Approximating using normal

115 Views Asked by At

Assume all $X_i$'s are independent and follow the same distribution with mean $u$ and variance $v$. If there are $n$ $x_i$'s, where $n$ is large, the distribution of $$Y= X_1+X_2+\dots+X_n = nX$$ is approx. normal. The mean of the distribution of $Y$ will be $n\cdot u$ and $\mathrm{var}=n\cdot v$.

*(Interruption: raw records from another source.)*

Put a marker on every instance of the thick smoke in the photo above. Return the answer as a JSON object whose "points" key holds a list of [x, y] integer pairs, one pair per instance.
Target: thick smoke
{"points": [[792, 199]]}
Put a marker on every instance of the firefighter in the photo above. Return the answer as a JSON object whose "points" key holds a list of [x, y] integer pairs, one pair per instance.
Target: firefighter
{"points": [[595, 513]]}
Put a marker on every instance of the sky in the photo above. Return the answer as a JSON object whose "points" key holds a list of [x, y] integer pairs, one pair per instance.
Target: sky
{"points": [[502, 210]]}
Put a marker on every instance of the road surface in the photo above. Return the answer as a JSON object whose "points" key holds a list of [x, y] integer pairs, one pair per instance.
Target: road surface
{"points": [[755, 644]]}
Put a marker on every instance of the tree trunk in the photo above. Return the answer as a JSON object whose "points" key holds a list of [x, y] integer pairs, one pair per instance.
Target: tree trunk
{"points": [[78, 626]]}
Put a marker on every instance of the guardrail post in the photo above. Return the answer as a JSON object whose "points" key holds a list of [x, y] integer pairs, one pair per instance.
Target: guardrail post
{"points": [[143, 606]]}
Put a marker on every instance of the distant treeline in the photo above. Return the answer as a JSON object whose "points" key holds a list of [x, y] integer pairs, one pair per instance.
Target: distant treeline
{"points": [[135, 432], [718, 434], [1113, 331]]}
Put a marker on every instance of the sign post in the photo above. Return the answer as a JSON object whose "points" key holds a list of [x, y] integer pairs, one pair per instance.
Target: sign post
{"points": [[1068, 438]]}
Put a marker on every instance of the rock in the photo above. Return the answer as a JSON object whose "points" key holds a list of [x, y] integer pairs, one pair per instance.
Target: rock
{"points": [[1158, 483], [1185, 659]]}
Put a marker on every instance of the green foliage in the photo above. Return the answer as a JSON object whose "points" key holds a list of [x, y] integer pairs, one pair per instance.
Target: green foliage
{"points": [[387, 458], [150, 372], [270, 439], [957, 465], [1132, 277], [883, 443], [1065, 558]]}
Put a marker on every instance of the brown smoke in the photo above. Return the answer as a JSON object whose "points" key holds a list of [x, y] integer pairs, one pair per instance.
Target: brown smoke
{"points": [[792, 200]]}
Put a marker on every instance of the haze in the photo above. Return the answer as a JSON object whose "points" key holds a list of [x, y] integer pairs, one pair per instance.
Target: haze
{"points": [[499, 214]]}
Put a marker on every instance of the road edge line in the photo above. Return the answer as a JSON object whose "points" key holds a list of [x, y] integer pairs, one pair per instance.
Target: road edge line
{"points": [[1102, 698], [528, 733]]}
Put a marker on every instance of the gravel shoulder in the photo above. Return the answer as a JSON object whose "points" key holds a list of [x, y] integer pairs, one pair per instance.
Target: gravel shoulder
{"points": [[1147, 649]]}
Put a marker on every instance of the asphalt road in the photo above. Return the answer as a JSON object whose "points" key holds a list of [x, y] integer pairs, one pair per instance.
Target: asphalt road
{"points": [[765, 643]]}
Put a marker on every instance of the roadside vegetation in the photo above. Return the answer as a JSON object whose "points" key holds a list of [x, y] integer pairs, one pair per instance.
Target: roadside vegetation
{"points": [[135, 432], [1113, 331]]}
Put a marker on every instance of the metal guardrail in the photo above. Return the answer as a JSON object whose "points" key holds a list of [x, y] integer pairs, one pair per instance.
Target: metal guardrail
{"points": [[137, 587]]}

What confuses me is that since $\operatorname{var}(nx)=n^2\cdot\operatorname{var}(x)$ why don't we follow this rule in this approximation case and instead only multiply it by $n$?

3

There are 3 best solutions below

0
On BEST ANSWER

\begin{align} \operatorname{var}(X_1+\cdots +X_n) = {} & \operatorname{var}(X_1)+\cdots + \operatorname{var} (X_n) \\ & \text{if } X_1,\ldots,X_n \text{ are independent,} \\[10pt] = {} & n\operatorname{var}(X_1) \\ & \text{if all of the variances are equal.} \\[10pt] \operatorname{var}(X_1+\cdots+X_1) = {} & \operatorname{var}(nX_1) \\[10pt] = {} & n^2 \operatorname{var}(X_1). \\ & \text{In this cases } X_1,\ldots, X_n \text{ are not only} \\ & \text{not independent, but are all the same.} \end{align}

4
On

We do not have something like $X_1+\dots+X_n=nX$ (with $X$ as random variable that has the same distribution as the $X_i$) as you seem to suggest.

LHS is summation of independent random variables.

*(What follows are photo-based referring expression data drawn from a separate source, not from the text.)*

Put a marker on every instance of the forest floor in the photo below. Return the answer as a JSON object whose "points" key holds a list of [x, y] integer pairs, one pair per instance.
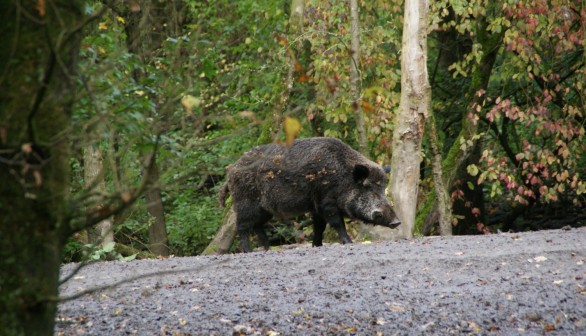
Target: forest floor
{"points": [[503, 284]]}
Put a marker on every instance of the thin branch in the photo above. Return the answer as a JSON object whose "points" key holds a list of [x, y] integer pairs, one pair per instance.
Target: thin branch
{"points": [[131, 279]]}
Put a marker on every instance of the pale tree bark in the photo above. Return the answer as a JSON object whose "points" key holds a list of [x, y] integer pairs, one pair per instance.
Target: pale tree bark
{"points": [[355, 88], [414, 107], [441, 192], [223, 239], [103, 232]]}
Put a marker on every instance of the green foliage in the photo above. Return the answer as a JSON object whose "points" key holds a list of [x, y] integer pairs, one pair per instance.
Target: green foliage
{"points": [[192, 223], [216, 87]]}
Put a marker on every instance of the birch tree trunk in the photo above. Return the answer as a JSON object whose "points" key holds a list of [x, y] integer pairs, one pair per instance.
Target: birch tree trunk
{"points": [[103, 232], [441, 192], [355, 77], [415, 102]]}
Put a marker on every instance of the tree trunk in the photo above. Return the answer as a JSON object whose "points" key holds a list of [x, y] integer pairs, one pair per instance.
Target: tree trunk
{"points": [[223, 239], [158, 242], [441, 192], [466, 142], [37, 76], [148, 24], [103, 232], [415, 102], [355, 77]]}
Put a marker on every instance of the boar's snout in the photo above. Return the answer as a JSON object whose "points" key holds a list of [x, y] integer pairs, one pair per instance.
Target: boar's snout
{"points": [[386, 218], [393, 224]]}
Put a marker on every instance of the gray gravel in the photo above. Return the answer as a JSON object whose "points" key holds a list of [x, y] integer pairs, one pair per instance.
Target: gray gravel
{"points": [[500, 284]]}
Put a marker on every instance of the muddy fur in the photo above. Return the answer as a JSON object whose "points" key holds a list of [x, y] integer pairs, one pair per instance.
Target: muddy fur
{"points": [[320, 176]]}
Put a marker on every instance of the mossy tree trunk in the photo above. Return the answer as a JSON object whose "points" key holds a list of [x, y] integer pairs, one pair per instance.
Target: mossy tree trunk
{"points": [[466, 142], [37, 76]]}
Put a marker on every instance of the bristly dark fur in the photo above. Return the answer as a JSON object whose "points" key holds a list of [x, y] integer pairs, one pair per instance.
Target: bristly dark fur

Then $$\operatorname{\mathsf{Var}}(X_1+\cdots+X_n)=\operatorname{\mathsf{Var}}X_1+\cdots+\operatorname{\mathsf{Var}} X_n = n\operatorname{\mathsf{Var}}X_1$$

The first equality on base of the fact that the $X_i$ independent.

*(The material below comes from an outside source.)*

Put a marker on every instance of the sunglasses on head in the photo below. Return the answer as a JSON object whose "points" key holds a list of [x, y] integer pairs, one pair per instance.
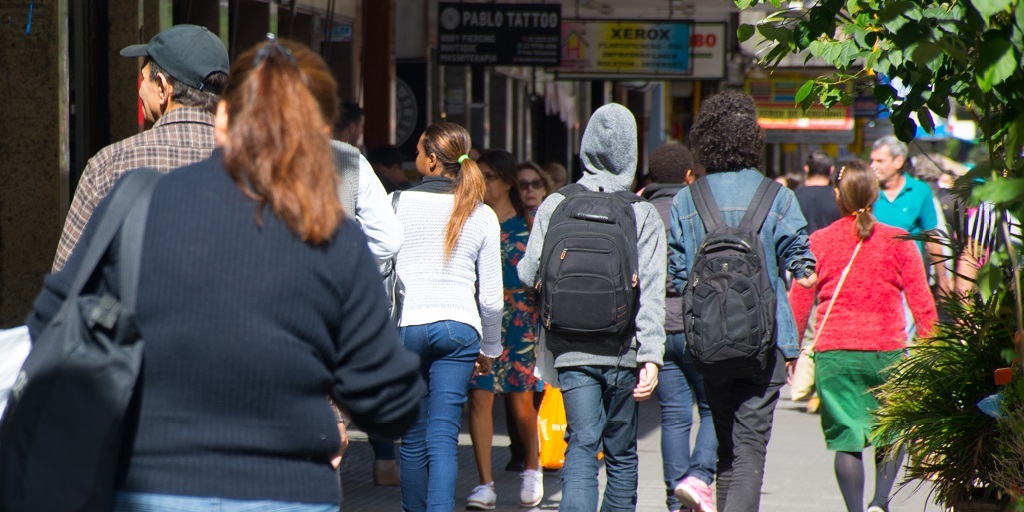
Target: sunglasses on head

The second equality on base of the fact that the $X_i$ have equal distribution, hence have equal variance.

RHS can be looked at as summation of random variable that are dependent in optima forma: $X_1=\cdots=X_n=X$.

Then $$\operatorname{\mathsf{Var}}(X_1+\cdots+X_n)=\operatorname{\mathsf{Var}}(nX_1) = n^2\operatorname{\mathsf{Var}}X_1$$

5
On

You're a little confused here; $nX_1$ has variance $n^2\operatorname{Var}X_1$, but $\sum_i X_i$ has variance $n\operatorname{Var}X_1$. Why? Because the covariance $\operatorname{Cov}(X,\,Y)=\overline{(X-\overline{X})(Y-\overline{Y})}$ is linear in each argument, and $\operatorname{Var}Y=\operatorname{Cov}(Y,\,Y)$. So $$\operatorname{Var} nX_1 = \operatorname{Cov}(nX_1,\,nX_1)=n^2 \operatorname{Cov}(X_1,\,X_1)=n^2\operatorname{Var} X_1,$$while if the $X_i$ are pairwise uncorrelated we have $$\operatorname{Var} \sum_i X_1=\operatorname{Cov} (\sum_i X_1,\,\sum_j X_j)=\sum_i\operatorname{Cov}(X_i,\,X_i)=\sum_i\operatorname{Var}X_i=n\operatorname{Var}X_1.$$